C’est une méthode de culture inspirée des Templiers et d’une logique implacable. Elle respecte le sol dans la mesure où elle lui restituera la substance originelle. Il s’agit de recueillir des matières vertes et vivantes, de préférence dans les alentours, et de les réduire en miettes. Ce broyat, s’il est recueilli sur place, offrira un engrais adapté et équilibré par rapport à la nature du sol à cultiver. Cette technique ne présente que des avantages. Plus besoin de se casser le dos et de retourner le sol, il suffit de répandre une fois dans l’année ce merveilleux broyat. Plus besoin d’insecticides, de pesticides ni d’engrais, la santé du sol passe par une augmentation d’humus et se trouve ainsi dans un état sanitaire excellent. Il n’y a pour ainsi dire plus besoin d’arroser, le compost forme une éponge et un barrage à l’évaporation. De même il n’y a plus besoin de retirer les mauvaises herbes, elles ne se ressèment pas à la surface du broyat. Pour semer ou planter, on perturbe le moins possible la surface du sol, on ouvre un léger sillon dans la couche du compost et on le referme une fois l’opération terminée. On ne travaille plus le sol, on ne le bouscule plus. Plus besoin de protéger le sol contre le gel, le broyat fonctionne comme un isolant thermique.
En espérant que tous ces arguments vous auront convaincus, venons-en à la confection de la matière première, le broyat en question. L’opération la plus fatigante consiste à broyer les 4 m3 de matière vivante. C’est la quantité minimale indispensable permettant d’entamer la fermentation. Veillez à ce que le diamètre de branches ne dépasse pas les 8 millimètres. Cela étant fait, laissez le broyat tremper et se gorger d’eau durant 24 heures. Étalez-le à même le sol sur une base de 2,20 mètres et 1,60 mètre de haut. Tassez-le bien et laissez-le fermenter durant 3 bonnes semaines, en le protégeant d’une mince couche de terre et de branchages. Cela évitera son dessèchement, ainsi que le ralentissement de la fermentation. Celle-ci se manifestera par un échauffement interne pouvant atteindre 60 à 70 degrés. Ensuite, il ne reste plus qu’à l’aérer, à le retourner régulièrement durant 90 jours. Il continuera à fermenter, mais cette fois de manière aérobie (fermentation avec présence d’air). Ce processus terminé, le broyat est prêt à être étendu, sur une couche de 8 cm, à raison d’une couche par an. Après 2 ou 3 ans de ce traitement, vous serez récompensé au-delà de toute espérance.

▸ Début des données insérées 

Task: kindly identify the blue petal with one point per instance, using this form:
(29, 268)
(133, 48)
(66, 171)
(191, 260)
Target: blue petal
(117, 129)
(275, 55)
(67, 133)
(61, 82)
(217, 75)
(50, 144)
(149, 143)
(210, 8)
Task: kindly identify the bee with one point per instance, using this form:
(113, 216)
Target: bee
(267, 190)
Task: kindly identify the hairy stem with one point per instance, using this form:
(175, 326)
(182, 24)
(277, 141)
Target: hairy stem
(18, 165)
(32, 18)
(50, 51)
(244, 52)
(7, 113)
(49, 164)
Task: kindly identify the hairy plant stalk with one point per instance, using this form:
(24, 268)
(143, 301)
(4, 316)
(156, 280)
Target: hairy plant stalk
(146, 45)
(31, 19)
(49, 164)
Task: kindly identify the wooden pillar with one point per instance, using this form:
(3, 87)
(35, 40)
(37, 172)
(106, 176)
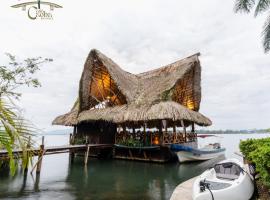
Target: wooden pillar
(193, 127)
(194, 136)
(72, 142)
(134, 132)
(174, 133)
(184, 129)
(144, 133)
(27, 154)
(161, 132)
(86, 155)
(40, 156)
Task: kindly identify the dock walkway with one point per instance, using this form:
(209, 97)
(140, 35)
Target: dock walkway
(54, 149)
(184, 190)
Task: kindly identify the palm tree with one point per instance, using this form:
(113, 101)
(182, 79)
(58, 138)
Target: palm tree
(261, 6)
(15, 131)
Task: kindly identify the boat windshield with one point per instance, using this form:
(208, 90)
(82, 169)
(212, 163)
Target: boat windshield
(228, 170)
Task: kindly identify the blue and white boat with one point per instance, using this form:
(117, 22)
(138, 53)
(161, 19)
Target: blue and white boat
(188, 153)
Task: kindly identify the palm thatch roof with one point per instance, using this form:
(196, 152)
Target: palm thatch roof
(171, 92)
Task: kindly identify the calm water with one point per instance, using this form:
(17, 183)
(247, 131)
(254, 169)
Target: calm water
(107, 179)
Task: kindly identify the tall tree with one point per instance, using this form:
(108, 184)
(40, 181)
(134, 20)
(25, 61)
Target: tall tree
(260, 6)
(14, 129)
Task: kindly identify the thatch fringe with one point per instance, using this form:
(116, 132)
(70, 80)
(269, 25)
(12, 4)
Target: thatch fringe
(164, 93)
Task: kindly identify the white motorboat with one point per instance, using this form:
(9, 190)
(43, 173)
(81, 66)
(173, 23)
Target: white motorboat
(187, 153)
(227, 180)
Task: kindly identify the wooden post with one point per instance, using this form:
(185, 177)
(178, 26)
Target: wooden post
(27, 154)
(184, 128)
(161, 132)
(71, 142)
(40, 156)
(86, 139)
(194, 136)
(86, 155)
(174, 133)
(144, 133)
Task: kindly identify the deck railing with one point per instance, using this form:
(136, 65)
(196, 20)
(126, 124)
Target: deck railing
(155, 138)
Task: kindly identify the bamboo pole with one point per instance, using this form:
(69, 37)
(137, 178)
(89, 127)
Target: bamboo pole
(86, 155)
(174, 133)
(27, 154)
(161, 133)
(184, 128)
(144, 133)
(41, 153)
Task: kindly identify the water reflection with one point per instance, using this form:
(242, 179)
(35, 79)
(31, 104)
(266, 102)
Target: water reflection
(104, 179)
(107, 179)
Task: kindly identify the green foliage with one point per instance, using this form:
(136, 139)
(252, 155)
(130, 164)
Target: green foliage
(17, 74)
(258, 152)
(261, 7)
(15, 131)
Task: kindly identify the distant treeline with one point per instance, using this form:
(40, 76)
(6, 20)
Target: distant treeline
(234, 131)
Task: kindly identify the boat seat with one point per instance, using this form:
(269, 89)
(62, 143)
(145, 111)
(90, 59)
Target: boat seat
(229, 171)
(217, 185)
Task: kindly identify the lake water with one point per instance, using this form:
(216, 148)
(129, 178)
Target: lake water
(108, 179)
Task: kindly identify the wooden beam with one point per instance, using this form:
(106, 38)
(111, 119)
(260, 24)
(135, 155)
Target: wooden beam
(86, 155)
(184, 128)
(174, 133)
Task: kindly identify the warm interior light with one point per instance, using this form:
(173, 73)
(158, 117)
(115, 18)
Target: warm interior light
(156, 140)
(190, 104)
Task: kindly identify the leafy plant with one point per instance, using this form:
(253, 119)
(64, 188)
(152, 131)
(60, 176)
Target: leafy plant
(257, 151)
(15, 131)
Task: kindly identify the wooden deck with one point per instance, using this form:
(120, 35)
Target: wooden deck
(54, 149)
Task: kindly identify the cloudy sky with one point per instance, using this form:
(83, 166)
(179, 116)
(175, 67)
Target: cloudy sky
(141, 35)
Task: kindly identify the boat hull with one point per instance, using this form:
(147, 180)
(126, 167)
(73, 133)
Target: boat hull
(185, 156)
(241, 188)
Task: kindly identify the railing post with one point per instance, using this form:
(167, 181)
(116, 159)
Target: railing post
(40, 156)
(184, 128)
(27, 154)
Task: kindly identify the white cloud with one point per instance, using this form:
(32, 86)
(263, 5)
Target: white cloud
(141, 35)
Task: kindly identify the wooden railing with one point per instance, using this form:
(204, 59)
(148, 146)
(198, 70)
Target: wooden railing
(150, 138)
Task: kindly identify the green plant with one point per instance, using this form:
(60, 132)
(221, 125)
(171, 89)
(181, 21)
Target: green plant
(257, 151)
(15, 131)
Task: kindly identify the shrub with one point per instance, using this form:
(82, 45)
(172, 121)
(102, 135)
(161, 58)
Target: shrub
(257, 151)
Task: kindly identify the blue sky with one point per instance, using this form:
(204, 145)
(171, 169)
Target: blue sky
(141, 35)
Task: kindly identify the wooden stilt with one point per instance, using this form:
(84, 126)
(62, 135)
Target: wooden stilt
(184, 128)
(41, 153)
(71, 142)
(144, 133)
(174, 133)
(27, 155)
(161, 133)
(86, 155)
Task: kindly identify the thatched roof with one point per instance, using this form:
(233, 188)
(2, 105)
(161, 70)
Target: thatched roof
(170, 92)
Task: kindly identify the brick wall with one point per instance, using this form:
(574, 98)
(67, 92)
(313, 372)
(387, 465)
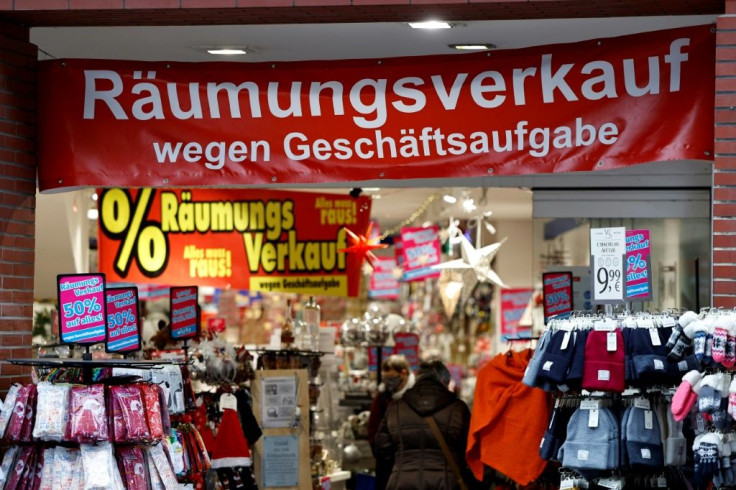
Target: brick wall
(17, 197)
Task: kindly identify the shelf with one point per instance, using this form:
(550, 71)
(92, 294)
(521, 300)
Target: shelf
(81, 363)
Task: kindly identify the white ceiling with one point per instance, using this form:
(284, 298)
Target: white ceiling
(329, 41)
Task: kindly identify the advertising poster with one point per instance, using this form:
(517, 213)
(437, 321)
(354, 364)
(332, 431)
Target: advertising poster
(280, 461)
(123, 320)
(513, 305)
(373, 361)
(407, 344)
(608, 253)
(638, 266)
(558, 294)
(184, 315)
(278, 401)
(384, 284)
(421, 250)
(539, 109)
(258, 240)
(81, 308)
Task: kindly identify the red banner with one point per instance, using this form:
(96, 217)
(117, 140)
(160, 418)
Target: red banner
(592, 105)
(254, 240)
(421, 250)
(514, 303)
(558, 294)
(384, 284)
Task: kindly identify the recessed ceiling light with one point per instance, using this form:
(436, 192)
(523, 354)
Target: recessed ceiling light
(473, 47)
(430, 24)
(226, 51)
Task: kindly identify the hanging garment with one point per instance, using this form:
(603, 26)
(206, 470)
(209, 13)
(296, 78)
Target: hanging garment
(508, 420)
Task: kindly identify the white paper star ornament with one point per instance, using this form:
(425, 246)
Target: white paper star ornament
(477, 259)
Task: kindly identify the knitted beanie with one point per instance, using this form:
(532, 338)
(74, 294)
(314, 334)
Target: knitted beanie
(231, 448)
(531, 374)
(604, 369)
(643, 439)
(675, 446)
(575, 373)
(558, 357)
(591, 448)
(649, 360)
(556, 433)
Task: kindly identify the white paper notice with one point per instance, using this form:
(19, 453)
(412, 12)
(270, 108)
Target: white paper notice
(278, 401)
(608, 248)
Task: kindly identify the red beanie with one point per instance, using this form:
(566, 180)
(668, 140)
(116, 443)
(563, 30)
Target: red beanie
(604, 361)
(231, 448)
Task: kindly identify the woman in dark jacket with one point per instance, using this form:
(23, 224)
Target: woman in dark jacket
(405, 435)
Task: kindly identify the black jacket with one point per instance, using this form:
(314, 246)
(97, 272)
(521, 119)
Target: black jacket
(405, 437)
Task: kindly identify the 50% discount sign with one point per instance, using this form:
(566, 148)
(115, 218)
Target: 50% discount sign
(81, 308)
(608, 252)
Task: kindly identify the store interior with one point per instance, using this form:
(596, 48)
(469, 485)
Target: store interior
(540, 223)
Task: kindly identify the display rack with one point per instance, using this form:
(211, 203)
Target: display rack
(87, 365)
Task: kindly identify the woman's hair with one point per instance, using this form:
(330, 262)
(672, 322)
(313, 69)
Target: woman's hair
(395, 362)
(435, 370)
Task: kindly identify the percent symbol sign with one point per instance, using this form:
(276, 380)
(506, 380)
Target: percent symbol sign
(92, 305)
(636, 262)
(140, 239)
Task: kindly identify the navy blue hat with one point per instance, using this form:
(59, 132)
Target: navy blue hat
(643, 438)
(555, 363)
(575, 373)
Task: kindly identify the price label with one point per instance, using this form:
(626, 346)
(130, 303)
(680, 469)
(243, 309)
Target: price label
(608, 251)
(123, 320)
(184, 313)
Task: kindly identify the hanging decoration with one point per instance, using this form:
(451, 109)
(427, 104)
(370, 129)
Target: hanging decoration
(363, 245)
(478, 260)
(450, 286)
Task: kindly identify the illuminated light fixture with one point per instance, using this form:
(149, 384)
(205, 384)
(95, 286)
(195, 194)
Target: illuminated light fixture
(473, 47)
(226, 51)
(430, 24)
(469, 205)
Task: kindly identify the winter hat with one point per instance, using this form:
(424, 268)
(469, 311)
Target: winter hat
(630, 373)
(713, 388)
(604, 361)
(682, 322)
(591, 448)
(643, 438)
(231, 449)
(531, 374)
(706, 455)
(732, 399)
(649, 355)
(700, 334)
(726, 477)
(555, 434)
(686, 395)
(575, 373)
(681, 338)
(675, 444)
(677, 369)
(729, 358)
(720, 338)
(558, 356)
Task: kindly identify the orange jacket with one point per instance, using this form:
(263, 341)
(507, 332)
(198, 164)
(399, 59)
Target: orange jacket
(508, 420)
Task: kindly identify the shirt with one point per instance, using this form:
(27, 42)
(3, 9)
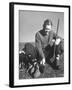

Pour les uns cette méthode est d’origine médéviale, templière. Pour les autres la paternité serait attribuée à Jean Pain. Toujours est-il que c’est dans les années 1970 que Jean Pain décide, par mesure d’économie, de remplacer la paille dans la litière de ses chèvres par les petites broussailles de la forêt environnante, et qu’il est fort surpris de la nette amélioration lorsqu’il utilise ce nouveau compost sur ses cultures. Par la suite, il étend ce compost à un système de production d’énergie (chaleur et gaz) et se rend compte qu’il peut récupérer la chaleur produite par la fermentation pour chauffer sa serre et sa cabane et même produire du méthane. Il faut cependant savoir que la méthode nécessite de grandes quantités de broussailles ; pour chauffer complètement une maison, il faut un tas de compost de taille équivalente ! D’après lui, un tas de 50 tonnes produit de l’eau à 60°C pendant 6 mois à la vitesse de 4 litres par minute. Évidemment, plus le tas est grand, plus longue est la durée de production. Un radiateur branché sur ce système permet de chauffer une serre ou une petite maison. En plaçant le compost plus bas que le lieu à chauffer, on n’a même pas besoin d’une pompe, puisque l’eau chaude monte naturellement vers le radiateur et l’eau refroidie redescend ensuite au compost pour être à nouveau réchauffée. Pour récupérer la chaleur, on enterre des tuyaux de polyéthylène en spirale dans le tas. Avec 10 kg de broussailles broyées, on peut également produire 2 m3 de méthane ou l’équivalent de 1 litre de pétrole. 1m3 de méthane peut, en principe, produire 4,5 kwh d’électricité.